Exchange Terminology

ADJUSTED TAX BASIS – The adjusted tax basis is typically the initial amount paid for the property, plus any capital improvements, less depreciation taken during ownership and any prior deferred gain.

AGREEMENT OF SALE - The written agreement signed between buyer and seller for either the relinquished or replacement property. Also known as Purchase and Sale Agreement, Contract of Sale and many other variations.

BASIS - The basis is usually the original cost of a property.

BOOT - Boot is the taxable proceeds from a 1031 exchange transaction, which are not matched with other like-kind property. Examples of boot are cash, notes, personal property (furniture, equipment, etc.) and non-like-kind property (inventory).

CLOSING AGENT – The person responsible for preparing the settlement statement, obtaining signatures at closing and disbursing the funds. Depending on the state where the settlement is taking place the closing agent may be a settlement officer of the title company or an attorney representing the buyer or seller. Sometimes, based on geography, referred to as an escrow officer or agent.

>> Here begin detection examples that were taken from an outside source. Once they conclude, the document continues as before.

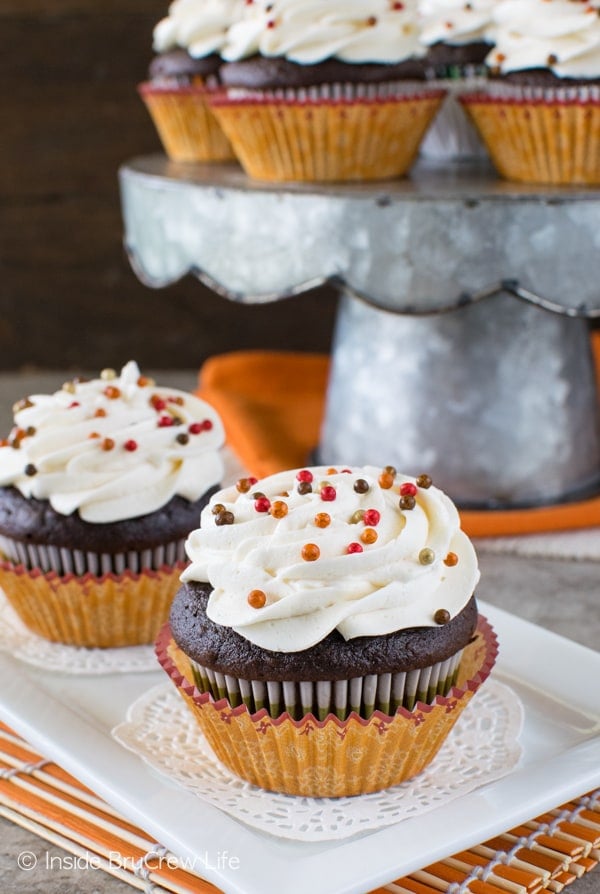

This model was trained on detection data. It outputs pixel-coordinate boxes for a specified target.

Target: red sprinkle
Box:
[363,509,381,528]
[296,469,314,484]
[400,481,417,497]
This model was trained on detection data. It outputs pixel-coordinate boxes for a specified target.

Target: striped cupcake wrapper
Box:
[189,650,462,720]
[0,536,186,577]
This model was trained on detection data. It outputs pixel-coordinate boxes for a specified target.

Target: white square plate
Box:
[0,602,600,894]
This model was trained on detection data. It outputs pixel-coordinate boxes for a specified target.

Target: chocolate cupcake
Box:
[138,0,243,162]
[419,0,498,160]
[461,0,600,185]
[0,362,224,646]
[210,0,444,181]
[157,467,495,796]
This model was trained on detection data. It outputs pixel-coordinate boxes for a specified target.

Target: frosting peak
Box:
[0,361,224,523]
[486,0,600,78]
[222,0,423,65]
[419,0,498,46]
[182,467,479,652]
[153,0,244,59]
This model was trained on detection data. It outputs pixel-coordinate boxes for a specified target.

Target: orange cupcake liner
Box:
[0,562,184,648]
[156,616,498,798]
[209,90,445,182]
[138,83,235,162]
[460,94,600,186]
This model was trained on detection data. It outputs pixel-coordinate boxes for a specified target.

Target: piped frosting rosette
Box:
[0,362,224,646]
[157,467,496,796]
[461,0,600,185]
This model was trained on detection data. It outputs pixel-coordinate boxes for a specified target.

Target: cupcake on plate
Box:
[210,0,444,181]
[461,0,600,185]
[157,467,496,797]
[138,0,244,162]
[0,362,224,647]
[419,0,498,159]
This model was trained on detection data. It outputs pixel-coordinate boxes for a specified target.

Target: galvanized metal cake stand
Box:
[120,156,600,508]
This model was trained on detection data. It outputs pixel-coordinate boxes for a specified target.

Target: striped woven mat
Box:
[0,723,600,894]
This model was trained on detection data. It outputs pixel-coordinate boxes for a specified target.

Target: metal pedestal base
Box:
[318,293,600,507]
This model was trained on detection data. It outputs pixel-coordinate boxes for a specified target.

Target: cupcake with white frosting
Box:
[0,362,224,647]
[157,467,495,796]
[210,0,444,181]
[138,0,244,162]
[462,0,600,185]
[419,0,498,159]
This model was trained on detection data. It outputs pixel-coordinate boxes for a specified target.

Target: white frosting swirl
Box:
[222,0,423,65]
[0,361,224,523]
[182,467,479,652]
[486,0,600,78]
[419,0,498,46]
[153,0,244,59]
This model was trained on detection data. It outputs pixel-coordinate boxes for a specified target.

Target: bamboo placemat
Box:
[0,723,600,894]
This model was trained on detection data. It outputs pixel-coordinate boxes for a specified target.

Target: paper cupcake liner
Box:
[460,84,600,186]
[156,616,498,797]
[420,77,488,160]
[189,650,462,720]
[0,536,186,575]
[139,83,235,162]
[209,84,445,182]
[0,562,185,648]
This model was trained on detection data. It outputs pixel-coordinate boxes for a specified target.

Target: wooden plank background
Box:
[0,0,336,371]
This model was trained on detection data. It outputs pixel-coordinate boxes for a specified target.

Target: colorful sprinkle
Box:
[363,509,381,528]
[296,469,314,484]
[271,500,288,518]
[398,494,417,509]
[302,543,321,562]
[103,385,121,400]
[321,484,337,503]
[248,590,267,608]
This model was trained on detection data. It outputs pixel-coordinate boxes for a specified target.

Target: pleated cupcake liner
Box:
[0,536,186,575]
[190,650,462,720]
[209,84,445,182]
[138,82,235,162]
[460,85,600,186]
[420,77,488,161]
[0,561,185,648]
[156,616,498,797]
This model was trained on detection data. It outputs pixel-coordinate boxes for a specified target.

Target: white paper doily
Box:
[0,590,160,674]
[112,680,523,841]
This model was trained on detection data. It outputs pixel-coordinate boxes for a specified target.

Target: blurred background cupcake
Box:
[0,362,224,647]
[210,0,444,181]
[419,0,498,160]
[139,0,244,162]
[157,467,496,797]
[462,0,600,185]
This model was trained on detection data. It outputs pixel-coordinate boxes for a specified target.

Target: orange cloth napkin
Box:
[198,333,600,537]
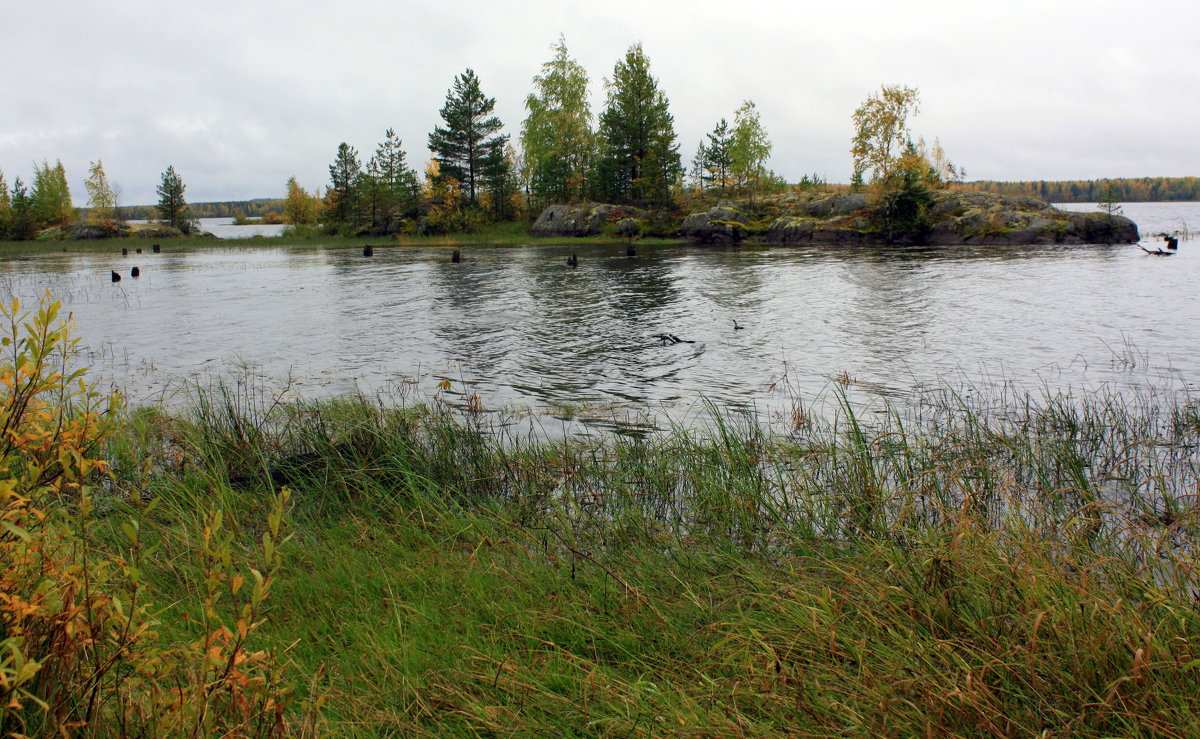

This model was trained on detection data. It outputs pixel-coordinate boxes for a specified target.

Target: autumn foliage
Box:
[0,296,288,737]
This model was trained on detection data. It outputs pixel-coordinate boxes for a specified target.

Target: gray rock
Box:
[679,205,748,244]
[805,192,870,218]
[529,203,618,236]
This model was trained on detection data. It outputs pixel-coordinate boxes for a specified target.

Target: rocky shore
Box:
[530,191,1139,246]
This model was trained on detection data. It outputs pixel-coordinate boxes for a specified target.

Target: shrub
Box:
[0,296,288,737]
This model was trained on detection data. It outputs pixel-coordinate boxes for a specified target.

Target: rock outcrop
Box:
[679,204,749,244]
[530,191,1138,246]
[529,203,636,238]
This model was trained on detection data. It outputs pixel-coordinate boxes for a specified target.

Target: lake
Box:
[0,203,1200,425]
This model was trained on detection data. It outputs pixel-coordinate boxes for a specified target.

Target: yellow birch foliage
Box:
[0,291,288,737]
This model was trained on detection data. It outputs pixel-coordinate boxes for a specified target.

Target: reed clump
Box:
[0,296,297,737]
[79,369,1200,737]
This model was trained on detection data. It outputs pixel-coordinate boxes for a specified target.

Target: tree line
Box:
[0,160,199,241]
[283,37,786,234]
[0,37,1200,239]
[964,178,1200,203]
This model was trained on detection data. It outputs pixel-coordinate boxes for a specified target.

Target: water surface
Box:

CLOSING COSTS – Closing costs are typical settlement expenses which may include, but are not limited to, real estate commissions, realty transfer fees, legal fees associated with the sale/acquisition, document preparation, title company fees, survey fees, termite certification fee, recording fees and the 1031 exchange fees of a qualified intermediary.

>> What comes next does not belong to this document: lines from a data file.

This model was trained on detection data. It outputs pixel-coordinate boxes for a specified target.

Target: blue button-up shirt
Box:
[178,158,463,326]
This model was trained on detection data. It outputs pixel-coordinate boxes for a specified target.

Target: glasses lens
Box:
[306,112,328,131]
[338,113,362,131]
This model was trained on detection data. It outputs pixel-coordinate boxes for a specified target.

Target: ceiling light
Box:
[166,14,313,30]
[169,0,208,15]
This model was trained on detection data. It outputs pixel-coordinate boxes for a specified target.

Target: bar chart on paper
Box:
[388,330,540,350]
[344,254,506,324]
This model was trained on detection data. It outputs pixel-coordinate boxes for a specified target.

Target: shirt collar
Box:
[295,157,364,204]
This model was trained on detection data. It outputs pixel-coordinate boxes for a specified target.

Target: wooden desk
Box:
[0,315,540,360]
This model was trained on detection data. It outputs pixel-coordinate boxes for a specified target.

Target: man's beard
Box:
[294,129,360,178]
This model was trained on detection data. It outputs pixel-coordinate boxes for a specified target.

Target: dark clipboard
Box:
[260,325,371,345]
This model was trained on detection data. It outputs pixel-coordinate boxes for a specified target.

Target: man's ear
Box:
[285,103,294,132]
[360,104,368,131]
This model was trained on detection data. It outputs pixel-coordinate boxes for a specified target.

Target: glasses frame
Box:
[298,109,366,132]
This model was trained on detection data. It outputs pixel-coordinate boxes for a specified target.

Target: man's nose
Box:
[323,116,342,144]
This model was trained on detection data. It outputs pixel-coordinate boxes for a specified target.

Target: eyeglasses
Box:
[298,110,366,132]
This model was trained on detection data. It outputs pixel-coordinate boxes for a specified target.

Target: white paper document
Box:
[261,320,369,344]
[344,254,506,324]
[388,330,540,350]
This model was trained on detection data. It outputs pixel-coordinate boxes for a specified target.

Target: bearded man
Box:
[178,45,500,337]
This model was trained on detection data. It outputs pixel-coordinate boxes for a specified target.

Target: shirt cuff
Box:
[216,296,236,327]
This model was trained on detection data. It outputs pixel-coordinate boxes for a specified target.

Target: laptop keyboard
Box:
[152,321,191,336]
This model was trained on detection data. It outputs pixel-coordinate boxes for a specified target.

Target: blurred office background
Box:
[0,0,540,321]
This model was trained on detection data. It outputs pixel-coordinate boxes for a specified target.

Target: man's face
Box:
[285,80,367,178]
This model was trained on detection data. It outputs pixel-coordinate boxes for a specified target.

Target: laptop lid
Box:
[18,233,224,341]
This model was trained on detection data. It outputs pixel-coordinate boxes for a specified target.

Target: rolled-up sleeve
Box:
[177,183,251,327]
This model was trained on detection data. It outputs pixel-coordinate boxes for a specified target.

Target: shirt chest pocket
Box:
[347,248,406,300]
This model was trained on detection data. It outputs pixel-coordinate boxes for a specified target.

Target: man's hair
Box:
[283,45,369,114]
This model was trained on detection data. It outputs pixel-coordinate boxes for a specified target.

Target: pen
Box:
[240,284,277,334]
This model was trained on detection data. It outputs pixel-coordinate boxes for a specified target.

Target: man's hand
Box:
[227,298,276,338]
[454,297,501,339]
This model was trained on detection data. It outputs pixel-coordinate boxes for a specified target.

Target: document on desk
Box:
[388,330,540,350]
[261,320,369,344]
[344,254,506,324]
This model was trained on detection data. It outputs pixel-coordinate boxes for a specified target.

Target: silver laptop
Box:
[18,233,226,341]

DEALER - A person who holds property primarily for sale to customers in the ordinary course of trade or business.

DEPRECIATION - Depreciation is the annual deduction allowed by the Internal Revenue Service to recover the cost or other basis of business or investment property with a useful life of more than one year.

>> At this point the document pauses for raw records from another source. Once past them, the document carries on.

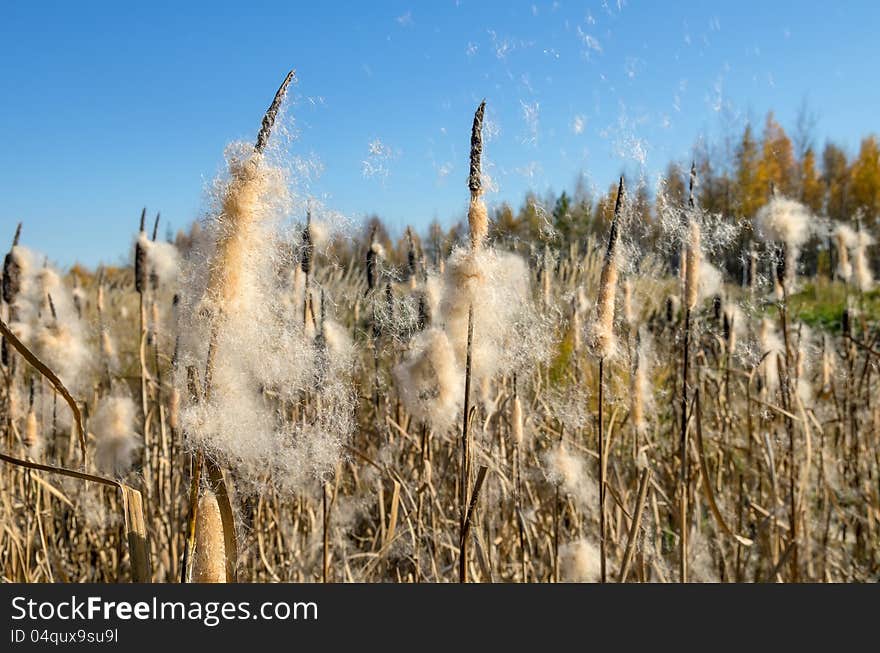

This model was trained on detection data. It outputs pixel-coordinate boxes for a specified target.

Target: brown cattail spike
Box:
[468,100,486,197]
[192,492,226,583]
[254,70,296,154]
[688,161,697,208]
[3,222,21,304]
[300,211,315,274]
[134,207,147,294]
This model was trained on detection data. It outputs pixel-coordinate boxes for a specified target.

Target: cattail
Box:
[749,247,758,292]
[684,221,701,311]
[559,539,601,583]
[630,334,648,433]
[758,318,783,395]
[206,71,294,313]
[91,397,139,476]
[168,386,180,431]
[510,395,524,447]
[254,70,296,154]
[623,277,636,328]
[192,492,226,583]
[468,100,489,250]
[571,308,584,353]
[591,177,623,358]
[22,406,40,452]
[300,211,315,274]
[834,225,852,282]
[134,207,147,295]
[366,227,379,292]
[101,328,116,361]
[773,243,788,295]
[754,195,812,288]
[853,231,874,292]
[541,251,553,306]
[3,222,21,306]
[406,227,416,282]
[822,335,834,394]
[721,304,740,353]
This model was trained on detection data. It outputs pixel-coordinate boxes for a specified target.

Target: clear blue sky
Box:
[0,0,880,265]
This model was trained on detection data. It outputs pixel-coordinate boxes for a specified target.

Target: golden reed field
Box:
[0,73,880,583]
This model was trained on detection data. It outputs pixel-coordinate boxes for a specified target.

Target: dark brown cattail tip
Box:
[367,247,376,290]
[300,223,315,274]
[254,70,296,154]
[416,294,431,331]
[468,100,486,196]
[605,175,625,261]
[688,161,697,208]
[3,251,21,305]
[775,243,786,284]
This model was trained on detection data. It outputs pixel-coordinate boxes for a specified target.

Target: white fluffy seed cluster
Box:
[394,246,552,430]
[176,144,355,489]
[10,245,92,392]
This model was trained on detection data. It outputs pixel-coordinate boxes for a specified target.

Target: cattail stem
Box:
[679,308,691,583]
[598,356,606,583]
[617,467,651,583]
[458,304,474,583]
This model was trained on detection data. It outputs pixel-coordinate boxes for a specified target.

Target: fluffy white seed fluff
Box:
[89,396,140,476]
[755,197,812,283]
[559,539,602,583]
[394,327,464,430]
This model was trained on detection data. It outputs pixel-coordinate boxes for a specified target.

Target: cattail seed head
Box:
[834,227,852,281]
[168,386,180,431]
[3,247,21,306]
[510,396,523,447]
[590,177,624,358]
[134,207,147,294]
[684,221,701,311]
[192,492,226,583]
[468,197,489,249]
[623,277,636,328]
[468,100,489,250]
[300,214,315,274]
[23,406,40,451]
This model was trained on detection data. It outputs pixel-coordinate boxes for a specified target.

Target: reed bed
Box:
[0,79,880,583]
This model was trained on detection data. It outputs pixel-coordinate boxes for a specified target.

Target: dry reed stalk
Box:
[0,318,86,460]
[458,100,488,583]
[0,448,152,583]
[591,176,624,583]
[617,467,651,583]
[192,492,227,583]
[678,164,700,583]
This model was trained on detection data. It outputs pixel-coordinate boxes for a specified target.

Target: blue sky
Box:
[0,0,880,265]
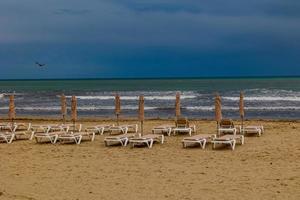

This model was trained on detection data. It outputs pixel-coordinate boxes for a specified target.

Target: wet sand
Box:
[0,120,300,200]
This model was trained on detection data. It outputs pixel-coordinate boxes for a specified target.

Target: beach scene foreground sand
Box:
[0,120,300,199]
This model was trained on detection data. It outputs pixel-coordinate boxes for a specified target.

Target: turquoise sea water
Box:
[0,77,300,119]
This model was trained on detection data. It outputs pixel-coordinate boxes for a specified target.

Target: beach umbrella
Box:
[115,93,121,125]
[71,96,77,131]
[139,95,145,135]
[215,93,222,134]
[175,92,181,118]
[8,94,16,123]
[239,92,245,133]
[61,94,67,124]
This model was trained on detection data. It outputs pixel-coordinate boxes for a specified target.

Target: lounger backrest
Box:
[15,124,30,131]
[175,118,189,128]
[220,119,234,128]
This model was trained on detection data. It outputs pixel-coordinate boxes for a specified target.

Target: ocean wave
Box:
[222,96,300,102]
[0,106,158,111]
[185,106,300,111]
[66,95,197,101]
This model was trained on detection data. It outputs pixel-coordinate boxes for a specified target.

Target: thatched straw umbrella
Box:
[215,93,222,134]
[61,94,67,124]
[71,96,77,131]
[8,94,16,124]
[115,93,121,125]
[175,92,181,118]
[139,95,145,135]
[239,92,245,133]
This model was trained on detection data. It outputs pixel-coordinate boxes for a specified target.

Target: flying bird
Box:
[35,62,46,67]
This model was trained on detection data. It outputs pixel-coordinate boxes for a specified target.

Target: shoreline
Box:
[0,116,300,123]
[0,118,300,200]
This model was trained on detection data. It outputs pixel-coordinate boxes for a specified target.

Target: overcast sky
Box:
[0,0,300,79]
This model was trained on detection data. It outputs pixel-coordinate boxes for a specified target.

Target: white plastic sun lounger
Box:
[129,134,164,148]
[240,126,264,137]
[182,134,216,149]
[104,133,135,146]
[121,124,139,133]
[0,132,15,144]
[29,125,50,140]
[14,123,34,139]
[173,118,196,136]
[57,132,82,144]
[152,125,174,136]
[34,132,64,144]
[109,125,128,135]
[74,131,96,142]
[218,119,237,136]
[211,135,244,150]
[84,125,114,135]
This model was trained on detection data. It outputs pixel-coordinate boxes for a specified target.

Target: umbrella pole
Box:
[117,114,119,126]
[73,120,75,132]
[241,117,244,135]
[217,121,220,136]
[141,121,144,135]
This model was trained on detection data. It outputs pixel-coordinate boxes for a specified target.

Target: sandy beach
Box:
[0,120,300,199]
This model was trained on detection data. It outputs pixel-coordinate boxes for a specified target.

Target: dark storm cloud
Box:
[0,0,300,78]
[54,8,91,15]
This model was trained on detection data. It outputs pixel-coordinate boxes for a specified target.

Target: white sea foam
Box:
[0,105,158,111]
[185,106,300,111]
[222,96,300,102]
[66,94,197,101]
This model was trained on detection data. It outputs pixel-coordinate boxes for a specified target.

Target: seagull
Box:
[35,62,46,67]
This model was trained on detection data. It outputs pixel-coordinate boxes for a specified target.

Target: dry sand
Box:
[0,120,300,200]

DEPRECIATION RECAPTURE - Depreciation recapture takes place when a business use or investment property is sold. Depreciation taken during ownership is recaptured at the time of sale and must be paid back at 25%.

DIRECT DEEDING – Title to property passes directly from Exchanger to Buyer and/or from Seller to Exchanger without passing through qualified intermediary.

EQUITY - Equity is the difference between the fair market value and the existing liabilities (debt) against the property.

EXCHANGER - The Exchanger is you, the taxpayer, (whether an individual or entity) who is electing to defer the capital gains through a 1031 exchange.

FAIR MARKET VALUE (F.M.V.) – An evaluation of how much a property should be expected to bring when offered in the open market for sale.

GAIN - The gain is the amount by which the sales price exceeds the adjusted tax basis.

LEGAL ADVISOR - As in any real estate transaction, competent legal advice should be sought, when necessary. The QI is not permitted to provide legal advice and will recommend you seek the advice of a competent legal advisor. If you are contemplating a reverse or construction 1031 exchange, an attorney is required to prepare some of the necessary documentation.

NET SELLING PRICE - Net Selling Price is the contract sales price less routine transaction expenses such as real estate commission, realty transfer taxes or stamps, settlement/closing fees and 1031 exchange fees.

QUALIFIED INTERMEDIARY - The use of a Qualified Intermediary (QI) is one of the four safe harbors included in Section 1031. The role of the QI is to act as a middleman in both the sale and purchase transactions. The QI is an independent party that acquires and conveys both properties and receives, holds and controls the sale proceeds. The use of a QI provides many advantages, such as the right to direct deed, protection against imputation of agency, and the safe harbor regulations relating to the security of your exchange funds. The QI prepares all necessary documentation, keeps you aware of time deadlines and is available to answer your questions throughout the exchange period. Also known as an Accommodator or Facilitator.

REAL ESTATE PROFESSIONAL - The real estate professional should be able to recognize exchange opportunities and make their clients aware of this tax strategy for investment real estate. The role of the real estate professional is the same as in any other real estate transaction. The real estate professional can be very helpful in assisting you identify suitable replacement properties.

REALIZED GAIN - The difference between the total consideration received for a property and the adjusted tax basis.

RECOGNIZED GAIN - The portion of the realized gain, which is taxable (boot).

RELINQUISHED PROPERTY - This is the property(ies) you are selling/exchanging.

REPLACEMENT PROPERTY - This is the property(ies) you wish to purchase to complete your exchange.

TAX ADVISOR - The tax advisor, who is usually familiar with your tax situation, can help you identify short and long term investment goals and determine whether or not a 1031 exchange can help achieve those goals. Additionally, the tax advisor should also assist you in determining the adjusted tax basis of the property being sold and whether or not the exchange should be contemplated. The tax advisor can help you determine how much should be reinvested and the amount of the replacement property mortgage. The QI is not permitted to give tax advice and will always recommend you seek the advice of a competent tax advisor.